If the US did lose an international war against a large foreign alliance, it would be interesting to see what the future of the Deep South – where I have imagined such a war would have been at least largely fought – would have been. Would it have been ceded from the US, or made independent under black control à la Haiti, or simply forced to abolish slavery and extreme legal restrictions against blacks (the elimination of which would certainly have angered almost all people in the North)?
 
A coup needs the military or a faction within the military to be a political actor in its own right. That state of affairs has never really existed in the US. Even when there was some tiny, noticeable amount of elite appetite for a coup, during the FDR administration, the officer that was approached to lead it not only refused, but turned against the plotters and nothing ever had an opportunity to take shape. You'd need a major institutional crisis to create such a divide between the government and the military. Your scenario would be one way to create it.

But isn't this what happened during the Civil War? If it hadn't been for most of the officer corps siding with the Confederacy, I don't see how a civil war could have even started.
 
But isn't this what happened during the Civil War? If it hadn't been for most of the officer corps siding with the Confederacy, I don't see how a civil war could have even started.

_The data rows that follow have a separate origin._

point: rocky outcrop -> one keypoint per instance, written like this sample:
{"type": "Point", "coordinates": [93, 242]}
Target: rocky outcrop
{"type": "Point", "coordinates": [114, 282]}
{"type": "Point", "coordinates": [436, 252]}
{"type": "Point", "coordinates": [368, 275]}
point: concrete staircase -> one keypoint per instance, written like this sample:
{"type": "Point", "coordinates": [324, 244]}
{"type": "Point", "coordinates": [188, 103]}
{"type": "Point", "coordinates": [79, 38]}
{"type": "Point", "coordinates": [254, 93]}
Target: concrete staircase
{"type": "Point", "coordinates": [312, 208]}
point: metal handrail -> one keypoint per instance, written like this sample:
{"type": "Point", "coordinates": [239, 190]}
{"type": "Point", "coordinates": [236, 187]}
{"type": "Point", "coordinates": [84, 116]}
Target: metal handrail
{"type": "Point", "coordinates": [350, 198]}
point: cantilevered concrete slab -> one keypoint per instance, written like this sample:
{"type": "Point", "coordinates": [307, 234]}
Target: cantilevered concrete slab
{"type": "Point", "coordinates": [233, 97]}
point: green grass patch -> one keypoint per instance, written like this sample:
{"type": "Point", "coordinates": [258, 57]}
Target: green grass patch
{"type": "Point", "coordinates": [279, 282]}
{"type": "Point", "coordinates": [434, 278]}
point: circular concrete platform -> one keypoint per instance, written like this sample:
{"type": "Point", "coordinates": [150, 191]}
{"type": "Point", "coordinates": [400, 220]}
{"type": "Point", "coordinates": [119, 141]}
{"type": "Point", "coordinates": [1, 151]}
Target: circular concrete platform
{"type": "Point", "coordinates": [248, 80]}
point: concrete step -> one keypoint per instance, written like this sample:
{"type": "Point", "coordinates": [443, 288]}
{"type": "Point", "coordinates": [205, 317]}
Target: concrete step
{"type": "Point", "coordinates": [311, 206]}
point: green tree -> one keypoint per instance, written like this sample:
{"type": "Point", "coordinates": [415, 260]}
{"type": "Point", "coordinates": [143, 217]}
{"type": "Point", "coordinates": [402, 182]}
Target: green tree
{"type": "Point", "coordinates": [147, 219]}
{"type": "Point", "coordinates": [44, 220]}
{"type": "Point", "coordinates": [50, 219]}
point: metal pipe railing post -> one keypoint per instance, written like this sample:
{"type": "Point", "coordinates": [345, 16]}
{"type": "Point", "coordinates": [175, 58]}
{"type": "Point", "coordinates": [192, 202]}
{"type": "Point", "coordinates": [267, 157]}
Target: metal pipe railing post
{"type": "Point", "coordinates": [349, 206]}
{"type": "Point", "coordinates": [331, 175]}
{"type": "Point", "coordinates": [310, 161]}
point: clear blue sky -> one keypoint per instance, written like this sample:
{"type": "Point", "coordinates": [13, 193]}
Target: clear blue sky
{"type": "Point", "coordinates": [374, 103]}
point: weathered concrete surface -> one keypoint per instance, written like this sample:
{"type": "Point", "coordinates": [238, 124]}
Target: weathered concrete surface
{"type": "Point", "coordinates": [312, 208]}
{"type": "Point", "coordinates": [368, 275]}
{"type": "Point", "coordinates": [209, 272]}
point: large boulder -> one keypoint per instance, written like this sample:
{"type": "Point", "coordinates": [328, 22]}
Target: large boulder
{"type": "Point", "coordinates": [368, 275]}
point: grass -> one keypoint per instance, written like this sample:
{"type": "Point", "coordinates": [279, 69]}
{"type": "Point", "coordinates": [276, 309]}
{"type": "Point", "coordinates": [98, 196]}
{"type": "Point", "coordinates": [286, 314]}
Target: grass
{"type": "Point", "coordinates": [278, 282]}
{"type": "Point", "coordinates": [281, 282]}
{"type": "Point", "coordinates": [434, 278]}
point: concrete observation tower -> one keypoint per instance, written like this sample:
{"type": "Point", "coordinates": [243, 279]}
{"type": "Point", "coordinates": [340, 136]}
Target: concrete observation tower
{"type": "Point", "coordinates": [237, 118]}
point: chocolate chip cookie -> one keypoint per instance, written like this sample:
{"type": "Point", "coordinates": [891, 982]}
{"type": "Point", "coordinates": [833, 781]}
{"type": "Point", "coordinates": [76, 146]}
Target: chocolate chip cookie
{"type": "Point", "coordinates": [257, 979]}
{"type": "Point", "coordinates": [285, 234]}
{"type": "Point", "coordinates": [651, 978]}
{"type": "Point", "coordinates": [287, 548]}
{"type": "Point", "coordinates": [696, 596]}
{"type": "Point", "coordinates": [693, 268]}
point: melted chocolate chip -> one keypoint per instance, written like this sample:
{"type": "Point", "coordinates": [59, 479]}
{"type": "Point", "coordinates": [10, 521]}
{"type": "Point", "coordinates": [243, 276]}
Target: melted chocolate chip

There was no concerted action, especially towards a coup. The standing army at this time was fairly small. All of these men acted as individuals - one is reminded of Lee's resignation after being offered a command by Lincoln. You have to keep in mind the secessionists believed everything they were doing was perfectly legal and constitutional.

Compare the attitudes of officers in the US at this time with the networks of right-wing officers who deposed left-leaning governments in many South American countries during the Cold War (and on the other side, the left-wing factions of officers lead by Velasco in Peru and Chavez in Venezuela), the cliques of nationalists who deposed monarchies in Libya, Egypt, and Iraq, and the groups of officers within the South Vietnamese military who played musical chairs with each other.

Marching on Washington and taking power would have been quintessentially illegitimate. You'd need a president to make himself equally illegitimate to set it in motion. As long as the "legal" option of secession is available, the Lee attitude is going to be the path of least resistance, and all of these southern officers are going to resign to serve their states. That kind of constitutional restraint, even by would-be secessionists and seditionists, is one of the main things that set the US apart from any country in Latin America as a stable democracy. The emergence of the military as an alternate power base is exactly why the people who wrote the US constitution feared a standing army. It's also why Stalin gutted his officer corps.